Grazie all’esuberanza di Livio che l’aveva voluta e rivoluta più volte, la serata si era protratta fino alle prime luci dell’alba, quando verso le cinque era tornata a casa completamente esausta e pensando che non avrebbe potuto chiedere di meglio dalla sua vita.
Ma il gusto sublime della sua follia fu quando vide suo marito ancora in piedi! Cavolo sì!

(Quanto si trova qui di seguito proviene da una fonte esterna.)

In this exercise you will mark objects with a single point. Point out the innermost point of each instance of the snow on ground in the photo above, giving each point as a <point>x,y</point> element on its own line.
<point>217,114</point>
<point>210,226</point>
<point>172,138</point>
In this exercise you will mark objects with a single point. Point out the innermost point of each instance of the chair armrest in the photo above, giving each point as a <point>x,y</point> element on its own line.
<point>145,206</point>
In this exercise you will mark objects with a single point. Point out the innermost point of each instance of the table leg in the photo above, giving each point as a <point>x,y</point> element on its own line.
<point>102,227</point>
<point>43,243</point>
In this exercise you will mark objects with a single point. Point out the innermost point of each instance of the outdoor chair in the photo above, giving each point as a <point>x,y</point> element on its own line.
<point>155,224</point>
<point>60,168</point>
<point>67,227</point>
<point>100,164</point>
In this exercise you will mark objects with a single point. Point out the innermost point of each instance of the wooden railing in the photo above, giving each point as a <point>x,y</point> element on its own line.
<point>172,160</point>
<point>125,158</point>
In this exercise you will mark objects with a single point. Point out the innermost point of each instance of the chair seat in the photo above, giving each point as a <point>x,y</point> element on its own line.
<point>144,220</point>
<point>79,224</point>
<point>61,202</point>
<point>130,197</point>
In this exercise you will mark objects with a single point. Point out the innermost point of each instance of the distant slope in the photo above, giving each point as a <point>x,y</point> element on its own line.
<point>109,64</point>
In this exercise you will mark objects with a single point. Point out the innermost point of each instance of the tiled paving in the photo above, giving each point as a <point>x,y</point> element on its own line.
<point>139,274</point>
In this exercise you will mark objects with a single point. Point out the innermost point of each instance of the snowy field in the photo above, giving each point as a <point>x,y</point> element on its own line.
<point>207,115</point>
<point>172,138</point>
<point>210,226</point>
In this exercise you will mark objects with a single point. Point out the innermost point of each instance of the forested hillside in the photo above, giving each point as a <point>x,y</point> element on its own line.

L’aveva aspettata ed ora era letteralmente fuori di sé, euforico ed eccitato l’aveva abbracciata, annusata baciando ogni centimetro di quel corpo e arrivando fino alle sue parti intime dove aveva assaporato con gusto quel sapore dolciastro e aspro chiamato tradimento.

Continuando a ripeterle quanto l’amasse Jacopo aveva voluto sapere ogni minimo particolare di quell’incontro e lei disponibilissima gli aveva raccontato per filo e per segno tutto quello che era successo senza tralasciare nulla, anche le parole più scabrose che Livio le aveva rivolto al culmine dei tanti orgasmi. L’eccitazione di Jacopo fu ancora più evidente quando aveva preteso di fare l’amore. Lei non si era sottratta ed era esplosa di nuovo pensando a quanto fosse appagante avere infiniti orgasmi con due uomini diversi a poche ore di distanza.

Da quella sera il loro rapporto era completamente cambiato, la pesantezza dell’indifferenza aveva lasciato il posto ad una estrema leggerezza. Lo stesso Jacopo aveva creato a nome di Matilde un profilo Tinder con tanto di foto provocanti, aiutando così sua moglie nella ricerca di uomini interessanti, sempre diversi. Certo sì, Matilde ignorava quanto sarebbe durato quel gioco, ma al momento si era fatta guidare nell’assoluta convinzione di aver trovato almeno temporaneamente l’antidoto giusto per combattere quella tenia vagante sottotraccia, divoratrice di ogni colore, chiamata noia borghese.








Il racconto è frutto di fantasia.
Ogni riferimento a persone e fatti
realmente accaduti è puramente casuale.